Rivière, sempre caminhando a passos curtos, calou-se por alguns segundos.

—Se é por amizade que lhe obedecem, você os engana. Não pode exigir nenhum sacrifício.

— Não... seguramente.

— E, se eles acreditam que a sua amizade irá poupá-los de certas tarefas ingratas, você os engana da mesma forma: assim, será preciso que lhe obedeçam. Sente-se ali.

Suavemente, Rivière empurrou Robineau com a mão em direção ao seu escritório.

— Vou lhe mostrar o seu lugar, Robineau. Se você está cansado, não cabe a esses homens apoiá-lo. Você é o chefe. Sua fraqueza é ridícula. Escreva.

— Eu...

— Escreva: “O inspetor Robineau inflige tal sanção ao piloto Pellerin por tal motivo...”. Você encontrará um motivo qualquer.

— Mas, senhor diretor!

— Faça como se você me compreendesse, Robineau. Ame aqueles a quem você comanda. Mas sem lhes dizer que os ama.

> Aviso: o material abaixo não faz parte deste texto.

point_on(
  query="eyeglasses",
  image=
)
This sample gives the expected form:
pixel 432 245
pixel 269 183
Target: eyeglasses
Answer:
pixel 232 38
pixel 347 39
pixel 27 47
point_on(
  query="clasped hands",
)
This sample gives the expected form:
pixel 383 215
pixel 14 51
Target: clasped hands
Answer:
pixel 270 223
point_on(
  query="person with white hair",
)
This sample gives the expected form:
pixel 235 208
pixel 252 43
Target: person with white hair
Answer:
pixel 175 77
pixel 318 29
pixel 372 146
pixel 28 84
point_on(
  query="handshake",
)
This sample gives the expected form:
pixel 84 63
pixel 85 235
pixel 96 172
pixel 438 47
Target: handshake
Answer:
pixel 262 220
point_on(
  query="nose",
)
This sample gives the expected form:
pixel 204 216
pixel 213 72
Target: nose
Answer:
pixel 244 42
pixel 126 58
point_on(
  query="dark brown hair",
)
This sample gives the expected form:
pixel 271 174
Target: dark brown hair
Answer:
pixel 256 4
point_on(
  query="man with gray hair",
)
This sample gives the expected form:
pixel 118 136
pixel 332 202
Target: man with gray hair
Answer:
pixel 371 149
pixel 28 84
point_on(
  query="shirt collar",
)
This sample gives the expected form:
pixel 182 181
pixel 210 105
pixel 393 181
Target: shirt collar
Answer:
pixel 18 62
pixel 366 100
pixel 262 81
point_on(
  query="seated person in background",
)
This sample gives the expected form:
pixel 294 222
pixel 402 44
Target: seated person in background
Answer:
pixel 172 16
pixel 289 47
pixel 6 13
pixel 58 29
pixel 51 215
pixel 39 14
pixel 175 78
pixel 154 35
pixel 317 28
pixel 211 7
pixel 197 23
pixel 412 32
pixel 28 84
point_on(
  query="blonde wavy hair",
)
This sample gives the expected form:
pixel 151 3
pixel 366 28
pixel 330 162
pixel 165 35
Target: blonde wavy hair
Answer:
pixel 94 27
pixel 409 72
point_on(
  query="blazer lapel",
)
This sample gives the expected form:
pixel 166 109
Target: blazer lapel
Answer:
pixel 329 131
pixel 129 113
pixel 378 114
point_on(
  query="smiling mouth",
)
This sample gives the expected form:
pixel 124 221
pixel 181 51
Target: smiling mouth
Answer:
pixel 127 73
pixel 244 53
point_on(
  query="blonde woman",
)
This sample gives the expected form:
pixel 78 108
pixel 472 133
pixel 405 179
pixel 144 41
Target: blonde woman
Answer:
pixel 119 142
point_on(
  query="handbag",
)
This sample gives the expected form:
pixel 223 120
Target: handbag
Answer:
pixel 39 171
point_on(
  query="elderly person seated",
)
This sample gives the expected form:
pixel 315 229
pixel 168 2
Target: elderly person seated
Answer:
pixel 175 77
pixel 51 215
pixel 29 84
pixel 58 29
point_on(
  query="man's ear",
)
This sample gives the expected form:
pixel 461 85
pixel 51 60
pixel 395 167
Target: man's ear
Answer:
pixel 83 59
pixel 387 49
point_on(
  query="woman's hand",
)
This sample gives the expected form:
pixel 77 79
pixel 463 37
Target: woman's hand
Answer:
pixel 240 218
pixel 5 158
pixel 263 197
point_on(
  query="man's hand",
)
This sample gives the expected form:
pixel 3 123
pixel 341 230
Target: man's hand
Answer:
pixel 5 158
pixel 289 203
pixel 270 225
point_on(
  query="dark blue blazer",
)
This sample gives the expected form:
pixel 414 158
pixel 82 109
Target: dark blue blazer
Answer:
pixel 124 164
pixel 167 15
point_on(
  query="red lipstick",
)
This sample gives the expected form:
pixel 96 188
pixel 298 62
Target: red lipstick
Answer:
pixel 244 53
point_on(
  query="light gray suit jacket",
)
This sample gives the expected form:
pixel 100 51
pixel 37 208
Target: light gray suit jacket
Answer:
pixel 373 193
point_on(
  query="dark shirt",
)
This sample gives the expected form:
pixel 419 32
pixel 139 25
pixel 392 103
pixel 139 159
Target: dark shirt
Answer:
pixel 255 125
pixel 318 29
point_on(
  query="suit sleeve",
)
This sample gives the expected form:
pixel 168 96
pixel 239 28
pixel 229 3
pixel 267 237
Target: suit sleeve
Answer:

Novamente, e com zelo, Robineau faria com que limpassem os eixos de hélice.

Uma pista de socorro comunicou por T.F.S: “Avião à vista. Avião sinaliza: baixa de regime, vou aterrissar”.

Sem dúvida, perderiam cerca de meia hora. Rivière experimentou aquela irritação que se sente quando o trem expresso para sobre a via e os minutos deixam de liberar seu lote de planícies. O ponteiro grande do relógio percorria agora um espaço morto: tantos eventos poderiam ter ocorrido naquele compasso de espera. Rivière saiu para enganar a espera e a noite lhe pareceu vazia como um teatro sem ator. “Uma noite dessas, perdida!”. Olhava com rancor, através da janela, aquele céu sem nuvens, repleto de estrelas, as balizas divinas e a lua, todo ouro de uma noite desperdiçada.

Mas, assim que o avião decolou, aquela noite voltou a ser emocionante e bela para Rivière. Ela carregava a vida em seus flancos. Rivière tomava precauções:

— Como estava o tempo? — mandou perguntar à tripulação.

Passaram-se dez minutos.

— Muito bom.

Em seguida, vieram alguns nomes de cidades ultrapassadas, o que, para Rivière, nessa luta, significava terras conquistadas.